Com 10 anos na altura, estava profundamente irritado por não dar outra coisa na TV ou no rádio. Só passado alguns dias percebi o que tinha acontecido naquele dia: a 11 de Setembro de 2001, os Estados Unidos da América haviam sofrido o maior ataque terrorista de sempre. As explosões e consequentes incêndios provocaram graves danos nos arranha-céus que desabaram num curto espaço de tempo. A colisão provocou uma forte explosão e uma parte considerável do edifício ficou danificada.
Cerca de 3000 pessoas tinham morrido num ataque de terror, por uma causa que não lhes dizia absolutamente nada; por uma causa que não era a deles e que lhes custou a vida e deixou filhos orfãos, mulheres viuvas, amigos tristes e pais inconsulaveis na angustia de terem perdido alguém querido sem culpa. Com eles foi certamente um pouco de nós. As pessoas a atirarem-se dos andares abaixo para não morrerem queimadas são a verdadeira imagem do desespero daquelas pessoas.

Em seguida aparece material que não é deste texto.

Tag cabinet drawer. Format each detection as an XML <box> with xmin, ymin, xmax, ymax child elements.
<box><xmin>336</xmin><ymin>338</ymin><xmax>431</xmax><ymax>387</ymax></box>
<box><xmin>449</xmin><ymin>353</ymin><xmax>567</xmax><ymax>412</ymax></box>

Onde antes havia certeza, segurança e confiança passou a haver incerteza, insegurança e medo. Este dia afectou todo o Mundo. Uns mais que outros certamente. Quase toda a gente que se lembra daquele dia sabe com quem estava, onde estava e o que passava na televisão. O que viamos era terrivelmente assustador. Uma nova forma de guerra tinha atingido o seu auge: sem aviso prévio, utilizando as novas tecnologias, à hora de ponta e em directo para que todo o mundo pudesse ver o poder que eles tinham sobre nós. A dor foi universal e não tinha país. Era a Humanidade e não uma nação como se fez crer, que tinha sido afectada.